Methods: Retrospective study from a prospectively kept database of patients with PHPT treated by our group between January 2015 and July 2017 who had been diagnosed with breast cancer. The patients’ characteristics were obtained and analysed from the electronic medical records. Patients without complete medical records were not included in our study. All data were collected in a non-identifiable fashion in accordance with the principles outlined in the Declaration of Helsinki and as required for our institutional review board approval.
RESULTS AND DISCUSSION: A total of ten patients from a database of 75 patients were included in this study. All patients were female, the mean age was 59.2 years.
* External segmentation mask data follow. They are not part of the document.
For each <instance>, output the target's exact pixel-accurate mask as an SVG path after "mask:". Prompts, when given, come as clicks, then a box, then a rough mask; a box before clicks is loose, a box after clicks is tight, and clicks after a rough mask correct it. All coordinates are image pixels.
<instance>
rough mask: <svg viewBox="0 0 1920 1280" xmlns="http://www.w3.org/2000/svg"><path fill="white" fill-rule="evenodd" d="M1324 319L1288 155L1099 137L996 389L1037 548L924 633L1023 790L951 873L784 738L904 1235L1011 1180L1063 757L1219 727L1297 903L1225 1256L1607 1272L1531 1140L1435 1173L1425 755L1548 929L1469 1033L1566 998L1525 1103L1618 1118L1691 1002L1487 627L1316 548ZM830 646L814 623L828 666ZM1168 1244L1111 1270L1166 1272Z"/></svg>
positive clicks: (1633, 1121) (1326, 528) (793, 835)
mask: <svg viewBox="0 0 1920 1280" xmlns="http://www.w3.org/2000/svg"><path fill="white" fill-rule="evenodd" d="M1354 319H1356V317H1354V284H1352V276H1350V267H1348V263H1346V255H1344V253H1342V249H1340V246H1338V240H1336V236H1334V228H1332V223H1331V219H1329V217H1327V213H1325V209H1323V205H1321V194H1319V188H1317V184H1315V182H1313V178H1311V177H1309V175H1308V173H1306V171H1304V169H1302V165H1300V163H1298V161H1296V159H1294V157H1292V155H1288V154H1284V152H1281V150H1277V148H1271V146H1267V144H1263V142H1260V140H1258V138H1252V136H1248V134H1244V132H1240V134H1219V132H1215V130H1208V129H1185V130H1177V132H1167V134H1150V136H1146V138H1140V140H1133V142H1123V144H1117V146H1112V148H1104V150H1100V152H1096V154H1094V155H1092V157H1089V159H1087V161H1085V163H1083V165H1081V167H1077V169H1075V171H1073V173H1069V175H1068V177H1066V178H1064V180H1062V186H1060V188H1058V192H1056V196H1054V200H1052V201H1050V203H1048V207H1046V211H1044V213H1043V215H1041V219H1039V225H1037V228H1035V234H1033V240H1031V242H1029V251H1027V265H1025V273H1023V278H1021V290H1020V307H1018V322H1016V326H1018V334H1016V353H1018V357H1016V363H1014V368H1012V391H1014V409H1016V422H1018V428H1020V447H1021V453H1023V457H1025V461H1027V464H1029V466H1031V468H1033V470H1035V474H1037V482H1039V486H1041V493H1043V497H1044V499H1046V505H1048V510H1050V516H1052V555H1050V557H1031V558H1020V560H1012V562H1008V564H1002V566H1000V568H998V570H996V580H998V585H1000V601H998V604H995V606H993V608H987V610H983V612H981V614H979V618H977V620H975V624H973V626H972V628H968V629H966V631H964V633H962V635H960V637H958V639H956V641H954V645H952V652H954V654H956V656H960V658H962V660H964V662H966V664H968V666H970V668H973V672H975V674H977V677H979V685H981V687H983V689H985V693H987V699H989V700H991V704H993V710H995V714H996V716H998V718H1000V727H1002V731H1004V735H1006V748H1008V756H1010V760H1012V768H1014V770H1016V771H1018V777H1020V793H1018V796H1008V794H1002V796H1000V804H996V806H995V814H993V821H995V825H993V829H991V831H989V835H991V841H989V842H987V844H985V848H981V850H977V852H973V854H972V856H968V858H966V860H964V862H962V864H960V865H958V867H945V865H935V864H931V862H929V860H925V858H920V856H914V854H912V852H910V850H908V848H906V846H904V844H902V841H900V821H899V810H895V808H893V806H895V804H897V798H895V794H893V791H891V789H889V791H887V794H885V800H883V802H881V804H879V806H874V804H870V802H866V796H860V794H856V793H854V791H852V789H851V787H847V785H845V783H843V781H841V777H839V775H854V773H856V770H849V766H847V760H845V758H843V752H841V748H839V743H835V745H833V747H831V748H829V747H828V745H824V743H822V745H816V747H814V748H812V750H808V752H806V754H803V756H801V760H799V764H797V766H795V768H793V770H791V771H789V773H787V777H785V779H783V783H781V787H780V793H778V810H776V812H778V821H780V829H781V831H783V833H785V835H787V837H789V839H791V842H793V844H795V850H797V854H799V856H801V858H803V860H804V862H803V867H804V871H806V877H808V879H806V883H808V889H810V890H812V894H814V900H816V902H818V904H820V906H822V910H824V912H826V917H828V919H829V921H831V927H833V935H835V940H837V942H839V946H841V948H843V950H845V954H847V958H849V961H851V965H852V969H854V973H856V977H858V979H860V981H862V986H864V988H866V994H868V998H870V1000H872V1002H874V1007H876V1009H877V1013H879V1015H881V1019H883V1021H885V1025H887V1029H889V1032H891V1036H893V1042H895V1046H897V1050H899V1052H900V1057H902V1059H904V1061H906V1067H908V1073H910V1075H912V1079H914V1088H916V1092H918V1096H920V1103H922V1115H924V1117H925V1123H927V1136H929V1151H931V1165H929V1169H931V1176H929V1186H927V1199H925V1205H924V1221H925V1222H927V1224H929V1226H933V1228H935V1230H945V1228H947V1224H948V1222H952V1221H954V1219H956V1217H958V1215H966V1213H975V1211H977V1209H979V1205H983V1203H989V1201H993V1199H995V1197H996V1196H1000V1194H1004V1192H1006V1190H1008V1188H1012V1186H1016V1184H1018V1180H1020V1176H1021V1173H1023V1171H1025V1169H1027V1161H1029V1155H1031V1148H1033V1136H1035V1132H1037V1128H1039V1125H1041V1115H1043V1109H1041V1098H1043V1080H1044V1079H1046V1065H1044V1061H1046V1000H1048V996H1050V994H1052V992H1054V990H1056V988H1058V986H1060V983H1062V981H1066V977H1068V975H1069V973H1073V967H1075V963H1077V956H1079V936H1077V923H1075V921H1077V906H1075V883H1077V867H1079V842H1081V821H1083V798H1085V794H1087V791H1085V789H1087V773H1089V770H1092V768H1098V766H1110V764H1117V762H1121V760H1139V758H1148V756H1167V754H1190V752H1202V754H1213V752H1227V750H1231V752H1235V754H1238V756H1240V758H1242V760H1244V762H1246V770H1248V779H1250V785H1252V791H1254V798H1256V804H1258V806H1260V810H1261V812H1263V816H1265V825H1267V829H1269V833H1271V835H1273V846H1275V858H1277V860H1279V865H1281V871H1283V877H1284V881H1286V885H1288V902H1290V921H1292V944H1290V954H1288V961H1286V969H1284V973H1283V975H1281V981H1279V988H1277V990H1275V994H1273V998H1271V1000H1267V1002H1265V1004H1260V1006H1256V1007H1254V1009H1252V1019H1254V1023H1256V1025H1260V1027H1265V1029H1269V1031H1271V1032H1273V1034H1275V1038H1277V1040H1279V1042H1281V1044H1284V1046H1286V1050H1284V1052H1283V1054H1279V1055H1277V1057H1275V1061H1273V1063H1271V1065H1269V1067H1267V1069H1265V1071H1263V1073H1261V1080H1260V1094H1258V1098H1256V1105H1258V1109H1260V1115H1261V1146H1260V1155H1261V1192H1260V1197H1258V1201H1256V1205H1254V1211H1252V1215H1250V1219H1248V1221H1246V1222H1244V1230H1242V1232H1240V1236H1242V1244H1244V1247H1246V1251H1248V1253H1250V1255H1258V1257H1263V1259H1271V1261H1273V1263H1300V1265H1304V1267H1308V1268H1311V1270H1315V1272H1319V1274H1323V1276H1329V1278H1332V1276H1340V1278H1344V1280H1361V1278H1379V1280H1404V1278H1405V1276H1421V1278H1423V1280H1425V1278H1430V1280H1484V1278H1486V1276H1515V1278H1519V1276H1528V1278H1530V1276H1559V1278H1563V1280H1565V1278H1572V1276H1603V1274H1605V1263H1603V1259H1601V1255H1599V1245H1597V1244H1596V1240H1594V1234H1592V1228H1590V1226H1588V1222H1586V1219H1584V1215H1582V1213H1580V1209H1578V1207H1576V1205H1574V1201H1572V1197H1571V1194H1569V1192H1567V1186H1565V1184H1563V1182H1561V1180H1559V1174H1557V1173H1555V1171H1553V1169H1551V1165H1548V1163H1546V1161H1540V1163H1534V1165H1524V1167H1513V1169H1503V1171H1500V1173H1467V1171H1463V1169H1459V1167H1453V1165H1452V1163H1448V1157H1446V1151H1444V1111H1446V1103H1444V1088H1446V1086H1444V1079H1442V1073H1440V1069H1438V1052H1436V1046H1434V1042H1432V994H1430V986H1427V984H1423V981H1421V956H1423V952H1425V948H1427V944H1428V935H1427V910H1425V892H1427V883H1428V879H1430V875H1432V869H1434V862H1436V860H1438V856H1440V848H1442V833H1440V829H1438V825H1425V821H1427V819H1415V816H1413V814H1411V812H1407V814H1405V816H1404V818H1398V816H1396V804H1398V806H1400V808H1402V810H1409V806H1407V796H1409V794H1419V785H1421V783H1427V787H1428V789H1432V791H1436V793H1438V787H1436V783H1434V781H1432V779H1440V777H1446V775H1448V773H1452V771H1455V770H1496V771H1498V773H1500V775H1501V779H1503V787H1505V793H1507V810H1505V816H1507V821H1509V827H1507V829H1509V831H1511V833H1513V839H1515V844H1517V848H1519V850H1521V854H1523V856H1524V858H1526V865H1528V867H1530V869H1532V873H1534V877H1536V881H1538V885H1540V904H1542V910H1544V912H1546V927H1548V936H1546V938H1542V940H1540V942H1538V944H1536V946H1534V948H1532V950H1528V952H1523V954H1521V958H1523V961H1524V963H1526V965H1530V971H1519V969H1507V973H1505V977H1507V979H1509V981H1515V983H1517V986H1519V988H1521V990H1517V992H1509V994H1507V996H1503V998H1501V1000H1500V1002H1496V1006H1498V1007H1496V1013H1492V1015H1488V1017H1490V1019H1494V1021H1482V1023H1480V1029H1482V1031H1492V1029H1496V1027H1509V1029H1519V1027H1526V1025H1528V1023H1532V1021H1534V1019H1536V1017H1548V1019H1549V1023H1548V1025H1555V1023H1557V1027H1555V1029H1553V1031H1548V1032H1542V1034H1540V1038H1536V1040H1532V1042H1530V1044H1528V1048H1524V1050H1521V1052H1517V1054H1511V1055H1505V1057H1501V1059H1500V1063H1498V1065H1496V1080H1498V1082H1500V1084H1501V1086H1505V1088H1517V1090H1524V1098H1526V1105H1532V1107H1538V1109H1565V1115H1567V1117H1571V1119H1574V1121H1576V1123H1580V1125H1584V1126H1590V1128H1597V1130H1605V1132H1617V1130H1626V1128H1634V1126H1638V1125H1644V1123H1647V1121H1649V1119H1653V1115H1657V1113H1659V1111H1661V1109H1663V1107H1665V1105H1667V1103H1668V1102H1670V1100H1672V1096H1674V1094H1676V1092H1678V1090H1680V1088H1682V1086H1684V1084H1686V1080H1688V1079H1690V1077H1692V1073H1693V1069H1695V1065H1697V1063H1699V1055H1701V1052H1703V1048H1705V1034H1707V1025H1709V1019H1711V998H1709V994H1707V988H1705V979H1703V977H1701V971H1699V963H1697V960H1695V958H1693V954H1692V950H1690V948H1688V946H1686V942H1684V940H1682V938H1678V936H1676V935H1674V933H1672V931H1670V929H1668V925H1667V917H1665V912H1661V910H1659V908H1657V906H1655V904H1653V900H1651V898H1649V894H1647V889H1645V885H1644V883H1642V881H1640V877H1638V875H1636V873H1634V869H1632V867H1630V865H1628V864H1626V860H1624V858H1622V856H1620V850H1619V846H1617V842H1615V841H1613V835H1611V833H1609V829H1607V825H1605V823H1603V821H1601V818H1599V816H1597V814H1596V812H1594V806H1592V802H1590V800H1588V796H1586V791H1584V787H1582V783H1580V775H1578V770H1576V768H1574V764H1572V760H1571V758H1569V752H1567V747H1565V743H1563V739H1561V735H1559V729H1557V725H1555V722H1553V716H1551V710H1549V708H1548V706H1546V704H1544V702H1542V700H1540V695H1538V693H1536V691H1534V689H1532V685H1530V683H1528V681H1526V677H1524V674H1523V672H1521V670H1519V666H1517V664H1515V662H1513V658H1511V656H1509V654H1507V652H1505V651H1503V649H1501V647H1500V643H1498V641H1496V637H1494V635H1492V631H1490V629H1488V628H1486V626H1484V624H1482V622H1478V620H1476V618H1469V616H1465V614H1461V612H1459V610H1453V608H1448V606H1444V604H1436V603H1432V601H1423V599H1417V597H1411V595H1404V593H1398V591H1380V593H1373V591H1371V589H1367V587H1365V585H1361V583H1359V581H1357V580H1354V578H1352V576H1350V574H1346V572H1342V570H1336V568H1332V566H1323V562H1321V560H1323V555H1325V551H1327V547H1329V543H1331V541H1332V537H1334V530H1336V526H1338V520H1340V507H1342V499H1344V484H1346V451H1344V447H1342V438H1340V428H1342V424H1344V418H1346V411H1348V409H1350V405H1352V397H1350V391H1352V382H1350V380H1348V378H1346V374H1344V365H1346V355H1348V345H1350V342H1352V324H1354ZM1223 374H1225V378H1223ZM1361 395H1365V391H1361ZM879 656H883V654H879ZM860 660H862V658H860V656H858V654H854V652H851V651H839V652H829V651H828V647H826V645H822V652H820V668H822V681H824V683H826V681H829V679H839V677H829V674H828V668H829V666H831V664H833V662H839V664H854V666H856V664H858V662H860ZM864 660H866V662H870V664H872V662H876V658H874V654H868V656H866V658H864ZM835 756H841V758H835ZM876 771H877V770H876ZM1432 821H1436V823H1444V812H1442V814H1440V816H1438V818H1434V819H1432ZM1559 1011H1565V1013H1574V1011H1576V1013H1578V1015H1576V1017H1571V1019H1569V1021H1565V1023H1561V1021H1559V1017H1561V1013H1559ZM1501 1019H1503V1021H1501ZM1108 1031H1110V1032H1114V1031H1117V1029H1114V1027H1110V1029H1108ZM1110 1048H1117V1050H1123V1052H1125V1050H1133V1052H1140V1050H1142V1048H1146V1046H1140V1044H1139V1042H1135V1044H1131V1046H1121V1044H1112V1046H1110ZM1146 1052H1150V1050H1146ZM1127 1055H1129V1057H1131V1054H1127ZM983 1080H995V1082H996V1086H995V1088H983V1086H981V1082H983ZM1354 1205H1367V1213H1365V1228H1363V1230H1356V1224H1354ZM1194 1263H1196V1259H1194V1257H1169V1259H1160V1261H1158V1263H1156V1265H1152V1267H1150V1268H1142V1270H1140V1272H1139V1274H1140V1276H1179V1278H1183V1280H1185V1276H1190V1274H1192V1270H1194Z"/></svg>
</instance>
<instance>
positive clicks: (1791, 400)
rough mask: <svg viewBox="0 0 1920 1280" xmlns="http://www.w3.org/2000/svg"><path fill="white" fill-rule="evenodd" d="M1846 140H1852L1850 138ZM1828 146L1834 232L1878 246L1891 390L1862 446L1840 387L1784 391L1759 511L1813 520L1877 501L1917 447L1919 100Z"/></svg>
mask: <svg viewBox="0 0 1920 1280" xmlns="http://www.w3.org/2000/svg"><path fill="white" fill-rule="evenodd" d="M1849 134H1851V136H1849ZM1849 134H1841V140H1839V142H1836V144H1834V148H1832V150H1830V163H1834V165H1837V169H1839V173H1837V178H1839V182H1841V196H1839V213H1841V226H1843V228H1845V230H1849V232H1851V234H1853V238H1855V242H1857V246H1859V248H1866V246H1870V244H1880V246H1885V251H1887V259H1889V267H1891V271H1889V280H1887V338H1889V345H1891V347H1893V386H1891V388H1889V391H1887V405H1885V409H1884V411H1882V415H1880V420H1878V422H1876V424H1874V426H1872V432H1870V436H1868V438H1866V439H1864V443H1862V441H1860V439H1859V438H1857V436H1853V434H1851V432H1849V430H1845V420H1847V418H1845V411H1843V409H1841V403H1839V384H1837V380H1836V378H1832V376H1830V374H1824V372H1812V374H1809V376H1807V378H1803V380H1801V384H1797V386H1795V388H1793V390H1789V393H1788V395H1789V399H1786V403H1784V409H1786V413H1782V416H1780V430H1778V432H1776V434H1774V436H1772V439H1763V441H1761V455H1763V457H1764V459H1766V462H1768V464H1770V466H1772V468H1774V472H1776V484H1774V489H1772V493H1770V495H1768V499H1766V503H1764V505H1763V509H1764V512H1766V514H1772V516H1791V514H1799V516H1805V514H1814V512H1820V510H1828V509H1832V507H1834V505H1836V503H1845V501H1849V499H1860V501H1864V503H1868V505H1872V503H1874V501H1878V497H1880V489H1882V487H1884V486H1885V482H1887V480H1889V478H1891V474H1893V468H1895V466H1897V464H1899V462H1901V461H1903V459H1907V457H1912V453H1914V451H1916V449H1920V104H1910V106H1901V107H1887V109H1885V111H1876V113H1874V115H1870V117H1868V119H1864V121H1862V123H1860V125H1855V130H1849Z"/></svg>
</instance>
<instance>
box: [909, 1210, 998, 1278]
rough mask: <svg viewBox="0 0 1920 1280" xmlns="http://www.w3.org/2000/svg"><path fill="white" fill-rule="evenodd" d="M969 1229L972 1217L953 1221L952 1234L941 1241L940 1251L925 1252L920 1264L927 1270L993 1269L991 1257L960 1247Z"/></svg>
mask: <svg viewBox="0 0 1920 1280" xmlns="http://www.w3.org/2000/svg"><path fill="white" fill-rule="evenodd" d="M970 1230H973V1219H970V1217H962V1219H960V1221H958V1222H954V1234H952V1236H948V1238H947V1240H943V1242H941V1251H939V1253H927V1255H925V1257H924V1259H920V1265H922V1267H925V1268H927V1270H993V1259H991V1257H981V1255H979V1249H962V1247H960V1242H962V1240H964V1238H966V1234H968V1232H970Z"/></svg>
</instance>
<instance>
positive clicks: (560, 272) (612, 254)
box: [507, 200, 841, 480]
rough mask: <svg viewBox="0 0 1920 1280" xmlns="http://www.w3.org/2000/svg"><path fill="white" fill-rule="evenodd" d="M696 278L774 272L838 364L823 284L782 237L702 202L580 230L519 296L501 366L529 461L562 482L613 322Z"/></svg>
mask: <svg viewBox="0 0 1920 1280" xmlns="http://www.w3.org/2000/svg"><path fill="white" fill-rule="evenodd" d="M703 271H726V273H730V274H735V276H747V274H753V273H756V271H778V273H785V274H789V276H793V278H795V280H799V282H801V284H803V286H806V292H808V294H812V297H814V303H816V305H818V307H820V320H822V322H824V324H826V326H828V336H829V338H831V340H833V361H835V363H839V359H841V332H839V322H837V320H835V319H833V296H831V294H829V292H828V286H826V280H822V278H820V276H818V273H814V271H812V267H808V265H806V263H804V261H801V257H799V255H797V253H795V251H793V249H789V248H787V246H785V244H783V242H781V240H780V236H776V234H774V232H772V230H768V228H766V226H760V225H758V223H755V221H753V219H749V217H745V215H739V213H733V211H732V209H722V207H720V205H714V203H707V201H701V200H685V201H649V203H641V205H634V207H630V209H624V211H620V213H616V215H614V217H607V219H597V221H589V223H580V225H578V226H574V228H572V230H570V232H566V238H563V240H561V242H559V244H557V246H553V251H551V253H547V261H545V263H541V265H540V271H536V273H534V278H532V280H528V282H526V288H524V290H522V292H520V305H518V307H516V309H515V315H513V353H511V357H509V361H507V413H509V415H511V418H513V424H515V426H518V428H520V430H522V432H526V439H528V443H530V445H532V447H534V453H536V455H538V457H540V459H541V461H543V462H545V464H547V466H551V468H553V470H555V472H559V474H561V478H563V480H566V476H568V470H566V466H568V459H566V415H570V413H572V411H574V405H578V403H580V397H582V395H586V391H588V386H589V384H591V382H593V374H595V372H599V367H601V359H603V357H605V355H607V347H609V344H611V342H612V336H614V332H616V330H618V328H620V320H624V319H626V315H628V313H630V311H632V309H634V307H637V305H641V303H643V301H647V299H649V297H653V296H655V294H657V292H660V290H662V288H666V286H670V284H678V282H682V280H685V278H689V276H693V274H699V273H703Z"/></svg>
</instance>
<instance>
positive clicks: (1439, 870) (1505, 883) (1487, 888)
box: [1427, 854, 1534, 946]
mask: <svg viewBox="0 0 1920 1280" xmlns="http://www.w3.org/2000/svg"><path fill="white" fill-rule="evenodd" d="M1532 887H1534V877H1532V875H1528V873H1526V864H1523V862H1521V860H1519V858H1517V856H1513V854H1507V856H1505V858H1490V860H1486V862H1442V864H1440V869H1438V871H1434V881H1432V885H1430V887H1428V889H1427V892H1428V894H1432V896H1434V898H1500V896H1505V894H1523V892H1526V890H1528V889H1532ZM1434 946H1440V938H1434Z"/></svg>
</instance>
The mean preoperative calcium, PTH and vitamin D was 10.1 mg/dL, 99.6 pg/mL and 25.5 ng/dL, respectively. Significant decreased of intraoperative PTH and postoperative calcium and PTH were achieved after surgical treatment. Pathology reported that 50% of the cases were secondary to a single adenoma (five patients) and 50% (five patients) of cases with hyperplastic parathyroid glands. Unilateral (70%), stages I or II (70%), invasive ductal breast carcinoma (90%) was the most common diagnosis. The immunohistochemical status reported that 80% of patients had positive hormone receptors. The mean time between breast cancer and PHPT operations was 89.5 months.
Conclusion: Breast cancer and PHPT share several common characteristics, which has led to the postulation of common etiological pathways. However, the exact pathogenesis and the relationship between breast cancers and PHPT still remains obscure. PHTP should be considered as a possible cause of hypercalcemia in patients with non-aggressive breast cancer. We suggest that serum PTH should be determined in all breast cancer patients with increased serum calcium concentration, especially in those with no evidence of metastatic disease.